Inside the box is plenty of pro- cessing power including a quad-core DSP, along with 768-kilohertz/32-bit digital-to-analog converters. Of the 11 channels of amplification, the five main channels offer 140 watts each, while the six others are rated for 60 watts each (two channels driven into 8 ohms). While on paper this looks somewhat weak for a flagship, my experience with Anthem is that they don’t embellish their amplifier specs, so I’m curious to see how this measures; check our Test Bench box for the results. Anthem uses traditional Class AB amplification for the five main channels and Class D topology for the back surround and height channels where ultimate full-bandwidth sound quality plays a less important role, which presumably keeps the chassis a bit cooler when the unit is running full bore.

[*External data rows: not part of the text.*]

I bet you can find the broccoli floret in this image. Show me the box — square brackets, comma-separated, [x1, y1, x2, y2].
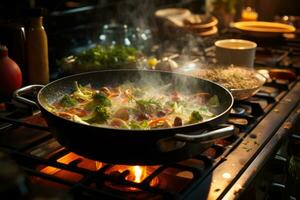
[190, 111, 203, 124]
[59, 94, 77, 107]
[93, 92, 111, 106]
[73, 81, 93, 101]
[81, 106, 110, 123]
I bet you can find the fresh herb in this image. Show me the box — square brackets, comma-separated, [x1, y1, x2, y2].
[57, 45, 139, 72]
[135, 99, 161, 113]
[207, 95, 220, 108]
[81, 106, 110, 123]
[73, 81, 94, 101]
[190, 111, 203, 124]
[93, 92, 111, 106]
[59, 95, 77, 107]
[129, 121, 149, 130]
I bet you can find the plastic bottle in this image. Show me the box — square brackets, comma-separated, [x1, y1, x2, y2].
[0, 45, 22, 99]
[26, 9, 49, 84]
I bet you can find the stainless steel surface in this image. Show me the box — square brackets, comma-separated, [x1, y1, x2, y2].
[207, 83, 300, 199]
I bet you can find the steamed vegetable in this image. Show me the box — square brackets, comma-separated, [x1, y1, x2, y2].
[50, 82, 219, 130]
[59, 95, 77, 107]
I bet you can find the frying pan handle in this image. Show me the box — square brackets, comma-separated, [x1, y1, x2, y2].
[174, 124, 234, 143]
[13, 85, 44, 107]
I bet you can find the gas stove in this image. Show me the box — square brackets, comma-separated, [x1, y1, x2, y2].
[0, 35, 300, 199]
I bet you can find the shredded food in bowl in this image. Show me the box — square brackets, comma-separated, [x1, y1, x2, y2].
[197, 66, 262, 89]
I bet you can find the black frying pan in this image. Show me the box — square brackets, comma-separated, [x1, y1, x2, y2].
[14, 70, 233, 165]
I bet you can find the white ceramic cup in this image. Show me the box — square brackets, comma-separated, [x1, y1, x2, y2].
[215, 39, 257, 67]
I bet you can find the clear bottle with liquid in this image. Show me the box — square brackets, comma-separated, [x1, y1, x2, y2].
[26, 9, 49, 84]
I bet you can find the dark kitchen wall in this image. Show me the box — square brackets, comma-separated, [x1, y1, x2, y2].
[0, 0, 205, 79]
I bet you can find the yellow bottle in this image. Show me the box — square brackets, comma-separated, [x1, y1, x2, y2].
[26, 11, 49, 84]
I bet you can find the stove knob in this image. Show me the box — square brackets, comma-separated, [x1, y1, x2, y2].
[290, 134, 300, 155]
[271, 154, 287, 174]
[267, 182, 288, 199]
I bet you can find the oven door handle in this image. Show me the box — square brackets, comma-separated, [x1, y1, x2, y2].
[13, 85, 44, 107]
[174, 124, 234, 143]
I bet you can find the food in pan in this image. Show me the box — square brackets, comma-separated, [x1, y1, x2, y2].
[57, 45, 141, 72]
[49, 82, 219, 130]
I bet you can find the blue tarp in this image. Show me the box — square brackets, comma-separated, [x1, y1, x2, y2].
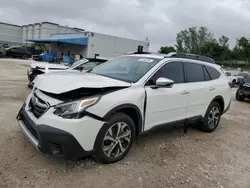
[41, 53, 56, 62]
[27, 37, 88, 46]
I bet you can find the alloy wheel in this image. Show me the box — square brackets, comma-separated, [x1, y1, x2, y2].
[102, 122, 131, 158]
[208, 106, 220, 129]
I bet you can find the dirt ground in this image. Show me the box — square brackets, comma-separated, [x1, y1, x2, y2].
[0, 60, 250, 188]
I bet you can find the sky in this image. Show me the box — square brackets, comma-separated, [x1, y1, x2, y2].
[0, 0, 250, 51]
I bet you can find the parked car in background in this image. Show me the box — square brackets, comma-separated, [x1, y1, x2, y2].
[0, 46, 6, 57]
[0, 46, 6, 57]
[235, 74, 250, 101]
[234, 72, 249, 85]
[225, 72, 237, 87]
[27, 58, 107, 88]
[6, 46, 31, 59]
[17, 53, 231, 163]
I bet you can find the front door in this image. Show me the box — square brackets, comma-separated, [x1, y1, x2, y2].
[145, 62, 189, 130]
[184, 62, 212, 118]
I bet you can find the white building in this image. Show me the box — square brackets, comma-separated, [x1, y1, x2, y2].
[0, 22, 149, 58]
[30, 32, 149, 58]
[0, 22, 23, 46]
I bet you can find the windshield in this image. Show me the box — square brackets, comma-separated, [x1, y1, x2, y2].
[90, 56, 160, 83]
[67, 59, 88, 67]
[243, 75, 250, 83]
[73, 61, 102, 71]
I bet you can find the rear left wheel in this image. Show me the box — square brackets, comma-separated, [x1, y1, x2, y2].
[235, 89, 245, 101]
[23, 55, 29, 59]
[95, 113, 135, 163]
[201, 101, 222, 132]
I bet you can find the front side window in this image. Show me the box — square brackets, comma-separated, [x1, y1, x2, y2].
[146, 62, 184, 85]
[225, 72, 232, 76]
[74, 62, 101, 71]
[89, 56, 161, 83]
[205, 66, 220, 80]
[185, 63, 205, 82]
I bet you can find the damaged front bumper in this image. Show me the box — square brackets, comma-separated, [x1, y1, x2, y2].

Room correction is a definite must-have for a flagship, and this one offers what is arguably a best-in-class solution: the proprietary Anthem Room Correction (ARC). Unlike other software on the market, ARC will work on all 11 speakers in your system in addition to your subwoofer, with one caveat. Those of us with dual subs are at a slight disadvantage because the program equalizes dual subs as one. I’d love to see Anthem treat each one individually.
The MRX 1120 doesn’t offer any internal streaming options or Bluetooth, but it does sport DTS Play-Fi, which allows you to use the Play-Fi app on mobile devices to stream music from local sources, including your phone, and popular services like Amazon Music, iHeartRadio, Spotify (premium account required), and Pandora, just to name a few; it also provides DLNA compatibility with your home network and Internet Radio. Furthermore, Play-Fi doesn’t compress the audio, and it will support file formats up to 192-kHz/ 24-bit hi-res as long as your network and mobile device support the data rates. While setup of Play-Fi didn’t go as smoothly as I’d hoped (it took me three attempts with my iPad), once it was configured, it worked like a charm. Though I didn’t test Play-Fi’s multiroom capabilities, once the system is set up you can add standalone Play-Fi-compliant wireless speakers (such as those from Anthem’s sister company Paradigm) around your home and operate them from the same app.
Source components for this review included an Oppo BDP-103D Blu-ray player, Samsung UBD-K8500 Ultra HD Blu-ray player, TiVo Series 3, Xbox 360, and Logitech Squeezebox Touch with both digital coax and analog stereo outputs. I tested the receiver’s Zone 2 stereo outputs by feeding them to a NEAR 6XL amplifier that powers my outdoor speakers and subwoofer.